Art Therapist

Art Therapists help people deal with issues and emotions by helping them to express themselves through art.

The Role(s)

Art Therapists help people to express themselves through art. They create a secure environment which helps people build their self awareness and self confidence.

Art Therapists work with people of all ages including

  • children
  • young people
  • adults
  • the elderly

Clients may have a range of difficulties such as

  • emotional, behavioural or mental health problems
  • learning or physical disabilities
  • neurological conditions or physical illnesses

You could work one-to-one or in groups.


Skills and abilities

Useful skills include

  • artistic skills and ideas
  • communication skills.

Useful abilities include

  • flexibility
  • resourcefulness
  • resilience
  • sensitivity
  • maturity


Entry Requirements

To practice as an Art Therapist, you must be registered with the Health & Care Professions Council (HCPC).

In order to register with the HCPC, you must first successfully complete an approved postgraduate qualification in Art Therapy. You will usually need a first degree in Art or a relevant subject.

Courses take two years full time or three years part time.

The British Association of Arts Therapists (BAAT) runs an 'Introduction to Art Therapy' course which could help you decide if this is the right career area for you.


Modern Apprenticeships

Modern Apprenticeships offer those aged over 16 paid employment with the opportunity to train for jobs at craft, technician and management level.

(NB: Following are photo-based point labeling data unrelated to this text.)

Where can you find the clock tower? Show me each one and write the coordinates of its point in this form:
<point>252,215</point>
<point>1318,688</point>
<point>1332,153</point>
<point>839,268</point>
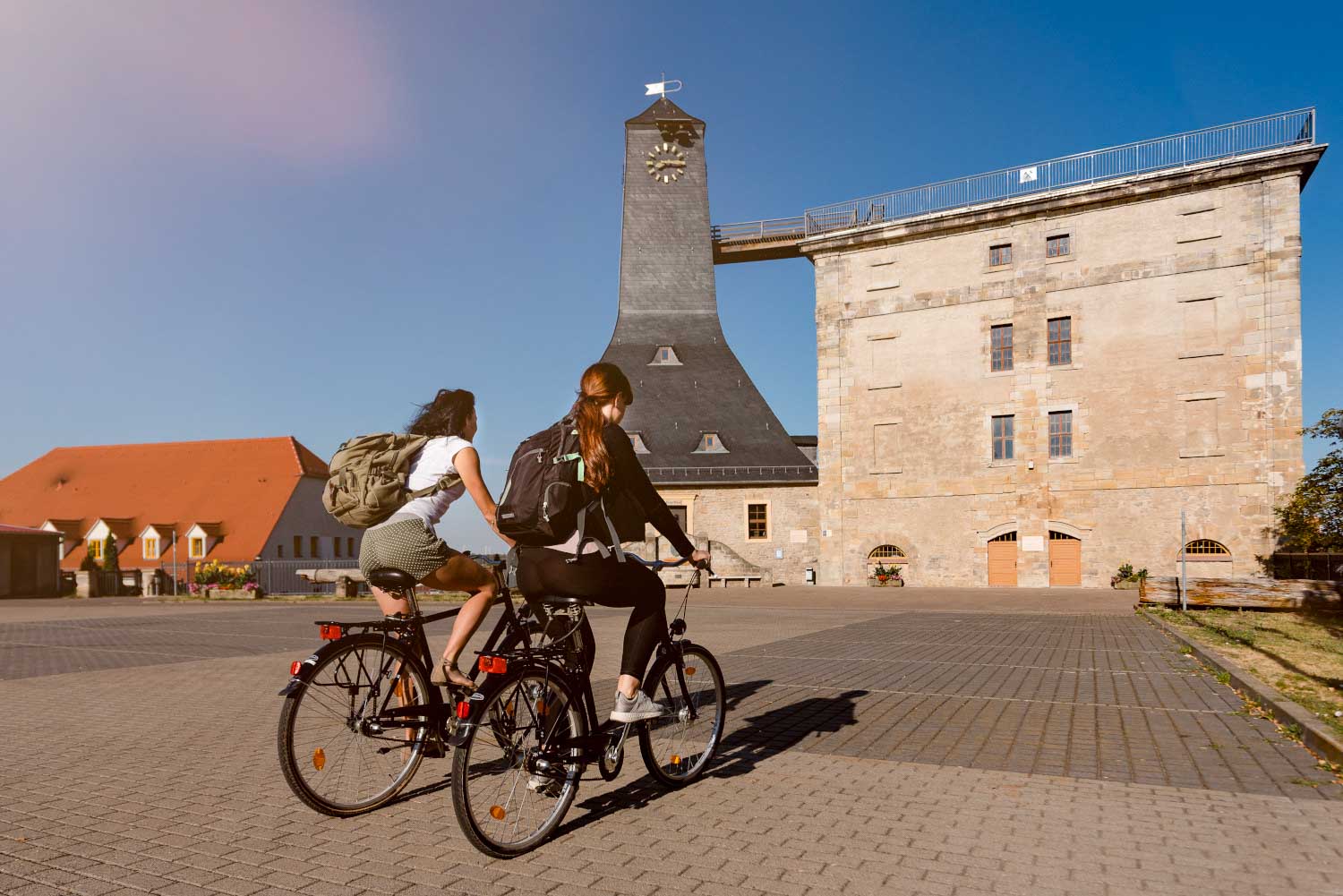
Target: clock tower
<point>697,418</point>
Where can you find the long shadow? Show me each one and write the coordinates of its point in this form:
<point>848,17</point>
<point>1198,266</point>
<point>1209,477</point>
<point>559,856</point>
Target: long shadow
<point>763,737</point>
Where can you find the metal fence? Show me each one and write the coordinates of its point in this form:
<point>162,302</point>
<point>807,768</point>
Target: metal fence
<point>1305,566</point>
<point>1238,139</point>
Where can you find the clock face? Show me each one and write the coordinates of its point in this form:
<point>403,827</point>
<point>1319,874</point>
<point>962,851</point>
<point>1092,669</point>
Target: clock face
<point>666,163</point>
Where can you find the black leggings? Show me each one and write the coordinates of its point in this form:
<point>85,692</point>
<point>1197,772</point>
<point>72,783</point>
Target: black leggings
<point>609,584</point>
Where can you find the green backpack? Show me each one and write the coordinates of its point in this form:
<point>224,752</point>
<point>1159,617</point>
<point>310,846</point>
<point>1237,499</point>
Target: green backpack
<point>368,479</point>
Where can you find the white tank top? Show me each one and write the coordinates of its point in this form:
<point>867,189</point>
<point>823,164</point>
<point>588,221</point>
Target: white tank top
<point>432,464</point>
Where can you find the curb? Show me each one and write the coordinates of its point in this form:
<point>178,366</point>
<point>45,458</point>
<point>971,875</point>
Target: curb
<point>1313,734</point>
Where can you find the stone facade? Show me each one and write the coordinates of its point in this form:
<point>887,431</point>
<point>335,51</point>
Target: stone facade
<point>719,512</point>
<point>1184,387</point>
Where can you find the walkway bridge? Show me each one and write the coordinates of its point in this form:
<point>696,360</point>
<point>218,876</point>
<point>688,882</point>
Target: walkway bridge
<point>782,236</point>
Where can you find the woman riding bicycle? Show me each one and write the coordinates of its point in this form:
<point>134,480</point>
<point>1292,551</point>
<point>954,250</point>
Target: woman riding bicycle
<point>407,541</point>
<point>614,474</point>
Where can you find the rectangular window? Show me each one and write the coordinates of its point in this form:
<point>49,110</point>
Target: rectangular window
<point>1060,340</point>
<point>1004,437</point>
<point>1001,348</point>
<point>1060,434</point>
<point>757,522</point>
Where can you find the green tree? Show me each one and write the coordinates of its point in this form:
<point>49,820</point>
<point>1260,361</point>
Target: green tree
<point>109,554</point>
<point>1313,517</point>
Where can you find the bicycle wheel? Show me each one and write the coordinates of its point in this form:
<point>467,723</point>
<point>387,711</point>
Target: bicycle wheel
<point>679,746</point>
<point>505,802</point>
<point>335,754</point>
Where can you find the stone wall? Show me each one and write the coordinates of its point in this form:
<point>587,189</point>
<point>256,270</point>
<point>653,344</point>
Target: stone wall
<point>719,512</point>
<point>1184,295</point>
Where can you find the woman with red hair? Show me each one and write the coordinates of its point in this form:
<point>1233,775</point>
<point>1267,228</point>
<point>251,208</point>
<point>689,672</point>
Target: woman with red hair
<point>587,571</point>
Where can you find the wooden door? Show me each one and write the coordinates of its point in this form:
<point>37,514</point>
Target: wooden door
<point>1002,560</point>
<point>1065,560</point>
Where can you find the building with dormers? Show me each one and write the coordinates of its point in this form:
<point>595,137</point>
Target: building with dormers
<point>228,500</point>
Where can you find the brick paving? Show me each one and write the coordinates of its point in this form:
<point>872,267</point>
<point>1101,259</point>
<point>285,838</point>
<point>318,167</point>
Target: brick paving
<point>870,750</point>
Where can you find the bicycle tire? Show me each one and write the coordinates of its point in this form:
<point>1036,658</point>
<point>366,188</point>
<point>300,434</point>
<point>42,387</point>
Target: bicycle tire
<point>676,748</point>
<point>322,746</point>
<point>492,761</point>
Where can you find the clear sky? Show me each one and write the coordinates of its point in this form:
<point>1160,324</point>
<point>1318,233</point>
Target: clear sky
<point>241,219</point>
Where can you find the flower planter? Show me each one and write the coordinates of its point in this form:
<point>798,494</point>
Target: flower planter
<point>233,594</point>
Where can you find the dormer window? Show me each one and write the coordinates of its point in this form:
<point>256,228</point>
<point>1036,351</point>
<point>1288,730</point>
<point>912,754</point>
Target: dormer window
<point>711,443</point>
<point>665,356</point>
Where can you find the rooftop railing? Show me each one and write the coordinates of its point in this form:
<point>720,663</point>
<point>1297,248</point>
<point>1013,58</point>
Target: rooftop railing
<point>1178,150</point>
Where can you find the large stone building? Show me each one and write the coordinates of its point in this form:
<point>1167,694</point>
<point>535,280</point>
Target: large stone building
<point>1025,378</point>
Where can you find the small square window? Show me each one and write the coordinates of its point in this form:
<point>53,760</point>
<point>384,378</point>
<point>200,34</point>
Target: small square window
<point>1001,346</point>
<point>1060,340</point>
<point>757,522</point>
<point>1060,434</point>
<point>1004,427</point>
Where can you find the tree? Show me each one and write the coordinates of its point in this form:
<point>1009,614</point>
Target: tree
<point>109,554</point>
<point>1313,519</point>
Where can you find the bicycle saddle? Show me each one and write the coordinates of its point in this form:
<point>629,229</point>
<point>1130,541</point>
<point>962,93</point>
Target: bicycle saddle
<point>389,579</point>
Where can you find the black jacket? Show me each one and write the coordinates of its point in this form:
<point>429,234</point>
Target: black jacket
<point>631,500</point>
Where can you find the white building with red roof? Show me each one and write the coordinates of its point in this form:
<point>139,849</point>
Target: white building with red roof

Currently, there are no Modern Apprenticeships which would lead directly to a career as an Art Therapist.


Learning and Development

Once qualified, Art Therapists can join the British Association of Arts Therapists (BAAT).

Registered Art Therapists have to keep their skills and knowledge up to date through Continuing Professional Development (CPD).

BAAT runs courses, conferences and seminars where Art Therapists can exchange ideas and update their skills.

You could specialise in a particular type of client such as children, the elderly or offenders or you could become a specialist in a particular issue such as dementia, mental health or palliative care.

As an experienced practitioner, you could become a Senior or Consultant Art Therapist, managing the work of a team of therapists.

You could become the head of an Arts Therapy department, coordinating the work of therapists from other disciplines such as music or dramatherapists. You could also train other Art Therapists.